From traditional to ultra-modern, there’s a parquet pattern to suit every home. Here are our seven favourite styles, and the best ways to use them (and yes, you can even use it on the wall)
What is parquet? First used in France in the 17th century, parquet is made of wood blocks glued to a sub floor to create geometric patterns – available as both solid and engineered boards.
What’s the difference between solid and engineered boards? The advantage of a solid floor is that it can be refreshed by sanding back and re-oiling or lacquering. Engineered flooring is pre-finished and more stable, so good for using over underfloor heating.
What do I need to do before installation? Parquet requires a level sub floor (to ensure blocks sit absolutely flush) so that will need to be done professionally otherwise you’ll have problems with uneven wear on the blocks over time.
What pattern should I choose? Popular styles include traditional herringbone, chevron – often found in Parisian apartments – and more complex Parquet de Versailles and Mansion Weave patterns. Also in demand are herringbone and chevron designs laid using oversized boards, which give a bold, modern look that works well in open-plan spaces.
1 Chevron parquet: this pattern can be used to make a narrow space appear wider. Engineered European white oak by Domus.
2 Mansion Weave parquet: perfect for use in difficult shaped rooms, as it’s non-directional. This engineered oak by Ecora is fumed and oiled to bring out the grain in the wood.

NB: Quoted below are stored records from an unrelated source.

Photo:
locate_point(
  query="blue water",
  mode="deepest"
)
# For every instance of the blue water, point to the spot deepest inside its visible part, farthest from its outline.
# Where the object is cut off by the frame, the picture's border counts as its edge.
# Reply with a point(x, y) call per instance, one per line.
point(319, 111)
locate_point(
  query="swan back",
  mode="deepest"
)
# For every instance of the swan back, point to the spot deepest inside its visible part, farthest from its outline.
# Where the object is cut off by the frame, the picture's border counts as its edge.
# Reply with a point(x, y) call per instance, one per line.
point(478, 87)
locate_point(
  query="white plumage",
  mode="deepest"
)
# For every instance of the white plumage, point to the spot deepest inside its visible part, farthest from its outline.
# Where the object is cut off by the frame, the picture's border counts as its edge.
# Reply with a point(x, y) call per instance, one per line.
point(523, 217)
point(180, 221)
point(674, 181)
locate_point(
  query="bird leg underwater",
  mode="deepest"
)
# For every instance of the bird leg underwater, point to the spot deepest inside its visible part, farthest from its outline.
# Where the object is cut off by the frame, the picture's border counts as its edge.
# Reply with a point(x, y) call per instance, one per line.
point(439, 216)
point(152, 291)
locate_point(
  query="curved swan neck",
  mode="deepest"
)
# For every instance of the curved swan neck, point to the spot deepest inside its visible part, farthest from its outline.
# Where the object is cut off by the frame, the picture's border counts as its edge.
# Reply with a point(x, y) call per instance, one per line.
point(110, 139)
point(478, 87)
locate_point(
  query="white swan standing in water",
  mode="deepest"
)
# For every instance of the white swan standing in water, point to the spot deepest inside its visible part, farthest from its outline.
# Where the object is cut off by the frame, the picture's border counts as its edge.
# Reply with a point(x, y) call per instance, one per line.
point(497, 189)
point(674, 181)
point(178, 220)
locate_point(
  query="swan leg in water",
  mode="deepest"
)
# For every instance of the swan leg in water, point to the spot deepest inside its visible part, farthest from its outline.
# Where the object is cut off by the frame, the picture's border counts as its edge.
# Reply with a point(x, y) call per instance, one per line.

3 ‘Biscuit’ parquet by Patricia Urquiola: These boards with bevelled edges and curved ends can be laid in a number of formations for a playful take on traditional parquet. Listone Giordano
5 Industrial parquet: Using all of the timber, including the lighter sapwood, these boards, made from morado, or Bolivian rosewood, are striking and sustainable from Solid Floor. Who also offer a wide range of other styles too.
6 Herringbone parquet: This classic parquet works well in period and modern properties. If space allows, extra-wide boards like this ‘Nero oak’ giant herringbone by Element 7 make a statement.
7 Parquet de Versailles: This historic pattern replaced marble floors in the Palace of Versailles in 1684. Solid black charred elm from the ‘Vault’ collection by Ted Todd adds a modern edge.